ソフトウェアでの分析が完了すると、現場内での位置や関連する測定値を含む各軌跡のレポートを生成することができます。

 

視覚的表現
法廷での証言に関して、警察は長年にわたり「CSI効果」に悩まされてきました。今日では、警察官が関与した事件後には、可能な限り透明性を担保する必要に迫られていると警察は感じています。

3Dレーザースキャンデータにより、図面、法医学的アニメーション、仮想現実、フライスルービデオなど様々な表現が実現できます。これらの表現は、見る者により多くのものを見せ、発生した事件を完全に理解したように感じさせることができます。このような俯瞰的な分析視点は、銃撃事件では重要です。写真は確かに有益ですが、3Dレーザースキャニングで得られるような空間的な関係性を提供しません。スキャンデータは、元の環境のすべての要素を含む全方位からの完全な視野を提供することにより、事件に関する証言の裏付けや反論に役立ちます。これらの視点は、スクリーンショット、フライスルービデオ、またはパノラマ画像により視覚化可能です。

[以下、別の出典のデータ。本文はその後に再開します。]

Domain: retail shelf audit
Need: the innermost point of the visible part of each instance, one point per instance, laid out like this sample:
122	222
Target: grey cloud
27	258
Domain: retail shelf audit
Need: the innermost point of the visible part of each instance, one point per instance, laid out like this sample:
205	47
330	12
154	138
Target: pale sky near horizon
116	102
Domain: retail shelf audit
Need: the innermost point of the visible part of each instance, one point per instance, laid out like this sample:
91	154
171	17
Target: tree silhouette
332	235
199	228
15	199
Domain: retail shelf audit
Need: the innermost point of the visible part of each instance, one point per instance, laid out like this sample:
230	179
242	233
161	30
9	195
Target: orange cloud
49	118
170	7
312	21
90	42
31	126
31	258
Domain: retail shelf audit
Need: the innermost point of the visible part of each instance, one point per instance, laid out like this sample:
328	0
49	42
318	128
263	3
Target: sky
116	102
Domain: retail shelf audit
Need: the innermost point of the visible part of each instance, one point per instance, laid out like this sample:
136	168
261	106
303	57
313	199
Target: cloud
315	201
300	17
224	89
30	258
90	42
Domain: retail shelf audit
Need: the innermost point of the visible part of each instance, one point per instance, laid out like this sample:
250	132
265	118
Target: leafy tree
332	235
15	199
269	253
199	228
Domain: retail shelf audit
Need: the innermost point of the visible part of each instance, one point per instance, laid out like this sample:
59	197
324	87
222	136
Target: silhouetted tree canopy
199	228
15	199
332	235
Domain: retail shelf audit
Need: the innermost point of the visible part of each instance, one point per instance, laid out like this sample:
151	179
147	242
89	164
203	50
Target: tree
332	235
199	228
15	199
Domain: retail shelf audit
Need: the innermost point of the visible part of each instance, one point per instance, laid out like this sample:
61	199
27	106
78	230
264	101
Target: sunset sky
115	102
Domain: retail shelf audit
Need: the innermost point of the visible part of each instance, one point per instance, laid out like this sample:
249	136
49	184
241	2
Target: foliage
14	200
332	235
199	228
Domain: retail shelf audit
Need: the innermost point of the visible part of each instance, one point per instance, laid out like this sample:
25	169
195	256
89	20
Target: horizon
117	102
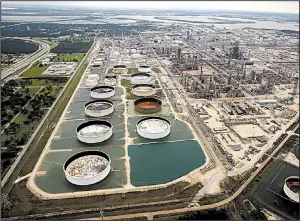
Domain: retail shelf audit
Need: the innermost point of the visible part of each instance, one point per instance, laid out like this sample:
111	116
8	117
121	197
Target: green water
54	181
158	163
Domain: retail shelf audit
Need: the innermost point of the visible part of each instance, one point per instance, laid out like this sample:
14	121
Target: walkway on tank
50	176
163	160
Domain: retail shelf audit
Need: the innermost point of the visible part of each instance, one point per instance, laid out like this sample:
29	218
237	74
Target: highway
16	167
20	66
150	215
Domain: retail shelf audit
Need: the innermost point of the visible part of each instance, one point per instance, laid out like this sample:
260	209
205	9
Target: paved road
150	215
26	146
8	73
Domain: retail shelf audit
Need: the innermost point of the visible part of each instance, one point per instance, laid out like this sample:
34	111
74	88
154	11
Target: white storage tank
143	90
101	92
110	81
95	131
91	82
93	77
87	167
120	69
153	127
99	108
140	78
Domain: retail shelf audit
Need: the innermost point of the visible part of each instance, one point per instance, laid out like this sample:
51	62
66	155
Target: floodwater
257	24
65	144
158	163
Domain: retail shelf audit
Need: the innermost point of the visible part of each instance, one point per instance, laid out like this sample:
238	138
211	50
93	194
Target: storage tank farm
143	90
99	108
147	105
92	80
144	68
291	188
92	166
95	131
87	167
153	127
120	69
110	79
140	78
101	92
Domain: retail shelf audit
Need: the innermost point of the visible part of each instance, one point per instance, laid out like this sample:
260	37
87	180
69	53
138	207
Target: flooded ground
152	162
158	163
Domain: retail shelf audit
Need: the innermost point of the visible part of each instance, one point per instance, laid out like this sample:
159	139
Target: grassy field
4	66
35	71
51	43
41	81
133	70
156	70
32	90
69	57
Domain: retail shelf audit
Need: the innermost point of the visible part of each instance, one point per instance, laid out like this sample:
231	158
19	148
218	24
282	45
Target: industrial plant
215	102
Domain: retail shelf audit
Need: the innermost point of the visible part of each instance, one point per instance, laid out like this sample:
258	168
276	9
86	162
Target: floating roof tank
144	68
102	92
99	108
153	127
143	90
87	167
95	131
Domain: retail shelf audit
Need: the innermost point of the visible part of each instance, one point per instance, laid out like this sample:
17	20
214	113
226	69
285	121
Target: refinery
216	107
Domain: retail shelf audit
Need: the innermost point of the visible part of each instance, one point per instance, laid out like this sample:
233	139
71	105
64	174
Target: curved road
150	215
10	72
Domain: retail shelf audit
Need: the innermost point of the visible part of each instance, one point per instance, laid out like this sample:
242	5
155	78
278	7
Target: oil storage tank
291	188
153	127
143	90
87	167
92	80
110	79
94	131
140	78
120	69
102	92
147	105
144	68
99	108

外の銃撃現場のスキャンプロジェクトでは、多くの場合、衛星画像による補足が行われます。これにより、調査官は、レーザースキャナーでは捉えられなかった長距離の銃撃状況を提示することができるようになります。この画像を、3Dモデリングとともに使用して、今までにないほど包括的に現場を提示できます。

初動から終了まで、3Dレーザースキャニング技術を使って収集・分析されたデータは、従来の方法で処理されたものよりも、より速く、より正確に、より安全に取得されます。これにより、より完全で詳細な画像 — つまり、見る者が繰り返し確認可能な、事件の事実に関する客観的かつ視覚的記録が提供されます。